Text eigenvector in described step (S51) is a 0-1 vector (namely in vector, all elements can only be 0 or 1), and described Text eigenvector determines the mark lexical feature vector of each image according to following steps:
(S51-1) initialization full null vector, of making every one dimension corresponding marks vocabulary;
(S51-2) according to the mark word of image, be 1 by the element assignment of corresponding dimension, namely obtain the mark vocabulary vector of this image.
The degree of depth Boltzmann machine model that described step builds, any two nodes in each layer without connection, being bi-directionally connected of any two nodes between adjacent layer.
Described learns the image automatic annotation method with canonical correlation analysis based on the degree of depth, and it is characterized in that, the training process of the degree of depth Boltzmann machine model in described step (S33) (S53) is as follows:
(S53-1) using visual feature vector or mark lexical feature vector as visible layer;
(S53-2) using visible layer and the first hidden unit layer as limited Boltzmann machine, using visual feature vector as the input of visible layer, use and the end-state obtaining connection weights between visible layer and the first hidden unit layer and the first hidden unit layer is trained this limited Boltzmann machine to sdpecific dispersion algorithm;
(S53-3) using the first hidden unit layer and the second hidden unit layer as limited Boltzmann machine, using the end-state of the first hidden unit layer as the end-state of the first hidden unit layer as the input of the first hidden unit layer, use and the end-state obtaining connection weights between the first hidden unit layer and the second hidden unit layer and the second hidden unit layer is trained this limited Boltzmann machine to sdpecific dispersion algorithm.
Canonical correlation analysis process in described step (S43) is as follows:
(S43-1) by described I-DBM high-level characteristic vector and the standardization of T-DBM high-level characteristic vector, association's difference battle array is calculated;
(S43-2) calculate eigenwert and the proper vector of association's difference battle array, carry out sorting and judge whether equal;
(S43-3) by eigenwert according to sequence from big to small, and according to this order proper vector is sorted;
(S43-4) using the row vector of proper vector as matrix, canonical correlation analysis result is obtained.
Described I-DBM model visible layer node number is identical with the dimension of visual feature vector.
In identification and training process, input all using visual feature vector as I-DBM visible layer, therefore each node of I-DBM visible layer must be mutually corresponding with the element of one dimension every in visual feature vector, then the node number of I-DBM visible layer is identical with the dimension of visual feature vector.

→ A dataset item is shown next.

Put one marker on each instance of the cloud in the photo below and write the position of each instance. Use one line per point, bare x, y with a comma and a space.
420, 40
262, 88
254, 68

Described T-DBM model visible layer node number is identical with vocabulary number in mark dictionary.
In identification and training process, all using the mark vocabulary of image vector as the input of T-DBM visible layer, therefore each node of T-DBM visible layer must be mutually corresponding with vocabulary in mark dictionary, then the node number of T-DBM visible layer is identical with vocabulary number in mark dictionary.
First hidden unit layer and the second hidden unit node layer number of described I-DBM empirically set, and are generally 400 ~ 500, can experimentally effect adjust in actual applications.
Described image low-level image feature vector comprises described bottom layer image proper vector and comprises color layout's description vectors, color structure description vectors, scalable color description vector, edge histogram description vectors, GIST proper vector and the visual word bag vector based on SIFT feature.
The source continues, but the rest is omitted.